Fabled desert city Timbuktu, dubbed the "City of 333 saints" and designated by UNESCO in 2012 as a world heritage site in danger, was attacked for months by extremists bent on imposing a brutal version of Islamic law.
In June 2012, al-Qaeda-linked militants destroyed 14 of the northern city's mausoleums, major structures dating back to Timbuktu's golden age in the 15th and 16th centuries when it was an economic, intellectual and spiritual hub.
Reconstruction began in March 2014, relying heavily on traditional methods and employing local masons. Several countries and organisations financed the reconstruction, including UNESCO.
On September 27, a Malian was sentenced to nine years in jail by the International Criminal Court for his part in the destruction.
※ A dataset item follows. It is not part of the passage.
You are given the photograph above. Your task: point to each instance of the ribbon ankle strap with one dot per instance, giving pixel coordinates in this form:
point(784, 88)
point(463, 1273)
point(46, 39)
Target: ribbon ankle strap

Several mausoleums have been destroyed by Islamist extremists since Muammer Gaddafi was overthrown in 2011.
In August 2012, hardliners blew up the mausoleum of Sheikh Abdessalem al-Asmar in the western city of Zliten, as well as another in Misrata.
In 2013, suspected Islamic extremists attacked the 16th century mausoleum of Murad Agha near Tripoli, but did not reach the tomb inside.
In March 2001, Taliban leader Mullah Omar, who died in 2013, ordered the destruction of two 1,500-year-old Buddha statues in the eastern town of Bamiyan because they were deemed anti-Islamic.
Hundreds of Taliban militants spent weeks demolishing the gigantic statues carved into the side of a cliff.
In 2003, the Bamiyan Valley was declared a World Heritage Site by UNESCO.
In Algeria in the 1990s, Islamist groups destroyed numerous sanctuaries.